Wrong-way crash kills 5 motorists
A car going the wrong way on a four-lane highway in the Mojave desert collided head-on with another vehicle early Wednesday, exploding in flames and killing five people.
There were no skid marks that might suggest either driver tried to swerve or stop, California Highway Patrol officer Bobbi Record said.
"Both vehicles immediately caught fire. It's difficult to identify what kind of cars they were and the bodies aren't identifiable," she said.
First date ends with shooting
An Englewood man demonstrating the dangers of guns for a woman on their first date accidentally shot himself in the leg.
"It was not some careless, idiotic, Fourth-of-July stupid thing that happened," Kim Barnes, 39, said.

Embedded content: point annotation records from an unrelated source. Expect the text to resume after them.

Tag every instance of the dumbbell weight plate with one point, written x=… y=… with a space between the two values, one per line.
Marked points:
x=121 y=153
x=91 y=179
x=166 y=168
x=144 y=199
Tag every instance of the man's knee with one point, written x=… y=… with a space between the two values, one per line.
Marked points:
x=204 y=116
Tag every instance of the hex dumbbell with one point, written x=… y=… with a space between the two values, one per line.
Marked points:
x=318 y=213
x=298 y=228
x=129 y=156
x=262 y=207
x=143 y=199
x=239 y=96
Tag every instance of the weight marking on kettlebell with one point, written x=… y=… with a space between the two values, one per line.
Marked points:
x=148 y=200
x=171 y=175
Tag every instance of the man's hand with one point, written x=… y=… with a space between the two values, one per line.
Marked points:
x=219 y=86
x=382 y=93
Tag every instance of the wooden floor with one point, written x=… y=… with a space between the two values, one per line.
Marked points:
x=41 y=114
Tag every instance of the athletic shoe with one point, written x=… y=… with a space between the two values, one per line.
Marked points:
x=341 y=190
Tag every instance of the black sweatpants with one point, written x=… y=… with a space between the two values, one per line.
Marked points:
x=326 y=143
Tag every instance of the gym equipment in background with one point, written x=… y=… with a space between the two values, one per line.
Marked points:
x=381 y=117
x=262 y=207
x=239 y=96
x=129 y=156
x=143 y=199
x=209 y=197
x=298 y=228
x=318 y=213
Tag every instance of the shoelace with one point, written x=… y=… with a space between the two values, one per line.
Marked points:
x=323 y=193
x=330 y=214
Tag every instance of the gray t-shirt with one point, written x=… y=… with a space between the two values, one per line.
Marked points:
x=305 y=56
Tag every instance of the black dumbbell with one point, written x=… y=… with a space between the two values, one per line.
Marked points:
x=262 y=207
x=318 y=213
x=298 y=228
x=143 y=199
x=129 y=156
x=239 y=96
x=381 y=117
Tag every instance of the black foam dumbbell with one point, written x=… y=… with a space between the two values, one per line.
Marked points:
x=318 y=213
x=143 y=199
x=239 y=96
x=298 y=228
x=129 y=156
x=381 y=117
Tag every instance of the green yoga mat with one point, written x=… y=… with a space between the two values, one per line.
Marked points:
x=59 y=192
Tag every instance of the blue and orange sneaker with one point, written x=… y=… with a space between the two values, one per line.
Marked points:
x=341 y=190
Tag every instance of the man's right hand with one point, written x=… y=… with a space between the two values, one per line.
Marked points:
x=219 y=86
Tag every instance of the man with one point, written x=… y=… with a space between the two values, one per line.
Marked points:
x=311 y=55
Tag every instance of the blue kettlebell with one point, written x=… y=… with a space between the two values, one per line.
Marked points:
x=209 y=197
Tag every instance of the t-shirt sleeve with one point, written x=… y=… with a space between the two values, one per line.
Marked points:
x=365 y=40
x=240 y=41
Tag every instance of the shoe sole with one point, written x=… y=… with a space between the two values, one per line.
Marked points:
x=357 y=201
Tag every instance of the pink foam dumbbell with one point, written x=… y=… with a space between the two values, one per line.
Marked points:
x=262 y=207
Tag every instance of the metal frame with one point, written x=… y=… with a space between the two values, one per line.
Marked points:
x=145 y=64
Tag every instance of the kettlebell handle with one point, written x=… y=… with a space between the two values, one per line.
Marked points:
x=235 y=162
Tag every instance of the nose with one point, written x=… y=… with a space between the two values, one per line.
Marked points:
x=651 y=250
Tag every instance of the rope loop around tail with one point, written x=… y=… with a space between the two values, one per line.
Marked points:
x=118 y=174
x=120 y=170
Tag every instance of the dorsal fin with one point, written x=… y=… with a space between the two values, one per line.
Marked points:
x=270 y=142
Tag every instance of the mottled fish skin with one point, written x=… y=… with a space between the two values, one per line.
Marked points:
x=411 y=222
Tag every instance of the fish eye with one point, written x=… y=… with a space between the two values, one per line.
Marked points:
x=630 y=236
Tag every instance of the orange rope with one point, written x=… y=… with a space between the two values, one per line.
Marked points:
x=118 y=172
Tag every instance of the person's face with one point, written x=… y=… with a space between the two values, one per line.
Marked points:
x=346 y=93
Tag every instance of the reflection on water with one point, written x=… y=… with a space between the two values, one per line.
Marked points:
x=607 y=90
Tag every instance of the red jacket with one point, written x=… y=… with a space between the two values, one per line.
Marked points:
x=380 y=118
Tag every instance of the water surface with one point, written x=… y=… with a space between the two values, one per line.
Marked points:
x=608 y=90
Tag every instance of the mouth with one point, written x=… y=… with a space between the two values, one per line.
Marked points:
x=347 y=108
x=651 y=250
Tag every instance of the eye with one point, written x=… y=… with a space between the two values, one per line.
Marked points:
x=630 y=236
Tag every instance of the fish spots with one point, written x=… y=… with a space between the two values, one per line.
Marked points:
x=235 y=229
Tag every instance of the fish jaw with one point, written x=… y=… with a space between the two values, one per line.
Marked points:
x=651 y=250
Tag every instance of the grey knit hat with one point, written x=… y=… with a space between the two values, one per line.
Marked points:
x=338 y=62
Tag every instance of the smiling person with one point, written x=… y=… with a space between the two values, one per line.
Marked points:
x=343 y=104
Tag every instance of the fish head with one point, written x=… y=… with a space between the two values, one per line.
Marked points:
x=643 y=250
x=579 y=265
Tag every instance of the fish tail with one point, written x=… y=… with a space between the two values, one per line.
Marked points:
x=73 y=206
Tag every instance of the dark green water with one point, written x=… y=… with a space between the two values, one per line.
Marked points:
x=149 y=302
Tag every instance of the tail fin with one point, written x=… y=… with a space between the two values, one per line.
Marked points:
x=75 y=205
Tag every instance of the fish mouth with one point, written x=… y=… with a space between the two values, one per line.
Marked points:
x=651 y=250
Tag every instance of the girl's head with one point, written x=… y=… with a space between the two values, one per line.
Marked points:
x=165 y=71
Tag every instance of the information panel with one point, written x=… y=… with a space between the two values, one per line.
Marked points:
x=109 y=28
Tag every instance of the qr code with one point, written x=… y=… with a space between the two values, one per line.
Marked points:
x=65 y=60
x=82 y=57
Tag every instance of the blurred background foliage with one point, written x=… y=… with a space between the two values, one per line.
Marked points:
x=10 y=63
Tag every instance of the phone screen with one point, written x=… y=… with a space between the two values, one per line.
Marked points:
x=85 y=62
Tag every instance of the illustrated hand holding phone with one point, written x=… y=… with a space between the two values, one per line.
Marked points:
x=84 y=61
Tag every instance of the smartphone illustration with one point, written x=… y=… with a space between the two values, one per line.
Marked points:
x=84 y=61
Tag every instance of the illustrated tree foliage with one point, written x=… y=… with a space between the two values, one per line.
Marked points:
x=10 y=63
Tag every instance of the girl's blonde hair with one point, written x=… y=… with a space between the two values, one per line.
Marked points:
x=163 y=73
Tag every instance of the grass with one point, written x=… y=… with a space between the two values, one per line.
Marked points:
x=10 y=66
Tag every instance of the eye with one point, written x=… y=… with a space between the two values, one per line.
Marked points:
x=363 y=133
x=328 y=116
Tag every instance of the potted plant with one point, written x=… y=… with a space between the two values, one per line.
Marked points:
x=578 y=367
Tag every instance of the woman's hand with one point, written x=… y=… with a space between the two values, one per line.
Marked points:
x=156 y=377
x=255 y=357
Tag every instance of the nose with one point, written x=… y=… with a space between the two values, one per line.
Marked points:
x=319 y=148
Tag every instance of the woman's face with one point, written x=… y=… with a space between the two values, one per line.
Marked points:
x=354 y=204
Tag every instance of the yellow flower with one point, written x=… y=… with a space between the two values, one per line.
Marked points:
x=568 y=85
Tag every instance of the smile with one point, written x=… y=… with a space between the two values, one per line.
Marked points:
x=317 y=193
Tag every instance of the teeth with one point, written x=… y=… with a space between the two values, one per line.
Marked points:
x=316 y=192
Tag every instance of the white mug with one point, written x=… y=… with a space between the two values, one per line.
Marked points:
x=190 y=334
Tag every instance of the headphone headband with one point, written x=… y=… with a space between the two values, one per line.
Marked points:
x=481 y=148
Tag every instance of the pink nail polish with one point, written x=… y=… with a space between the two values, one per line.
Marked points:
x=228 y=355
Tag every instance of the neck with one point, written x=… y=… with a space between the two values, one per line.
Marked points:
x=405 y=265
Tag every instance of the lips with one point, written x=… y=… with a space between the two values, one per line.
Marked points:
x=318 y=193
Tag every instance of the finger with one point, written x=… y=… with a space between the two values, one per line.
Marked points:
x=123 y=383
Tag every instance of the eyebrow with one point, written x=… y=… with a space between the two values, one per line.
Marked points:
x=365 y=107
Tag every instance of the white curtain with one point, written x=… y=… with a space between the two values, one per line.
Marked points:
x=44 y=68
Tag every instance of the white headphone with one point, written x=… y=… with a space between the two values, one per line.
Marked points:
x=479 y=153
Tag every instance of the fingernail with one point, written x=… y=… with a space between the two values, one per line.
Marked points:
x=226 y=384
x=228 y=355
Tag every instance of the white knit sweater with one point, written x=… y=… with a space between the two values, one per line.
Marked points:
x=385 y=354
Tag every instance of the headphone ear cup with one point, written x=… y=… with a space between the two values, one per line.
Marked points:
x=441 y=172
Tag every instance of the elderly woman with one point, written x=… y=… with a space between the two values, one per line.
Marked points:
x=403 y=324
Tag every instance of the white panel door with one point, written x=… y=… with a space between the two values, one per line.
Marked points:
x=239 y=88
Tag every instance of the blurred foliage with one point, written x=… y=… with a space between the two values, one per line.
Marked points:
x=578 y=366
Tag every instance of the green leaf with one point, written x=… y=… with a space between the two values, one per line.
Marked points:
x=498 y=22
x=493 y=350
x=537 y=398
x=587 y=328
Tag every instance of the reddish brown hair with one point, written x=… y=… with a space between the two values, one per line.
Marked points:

Barnes and Susan MacDonald, 38, were drinking wine and eating barbecue Monday when the subject of accidental shootings came up. MacDonald, a hospital technician, was telling her date about the gunshot victims she sees at work.
Barnes, a former Air Force fighter pilot who has been handling guns since he was a boy, decided to make a point about accidental shootings. He brought out his 9 mm pistol and showed MacDonald how a bullet can be in the chamber even after a clip is detached. Barnes then tried to expel the bullet from the gun, but the mechanism did not work and the hammer went into firing position. He tried to engage a safety mechanism but the gun fired.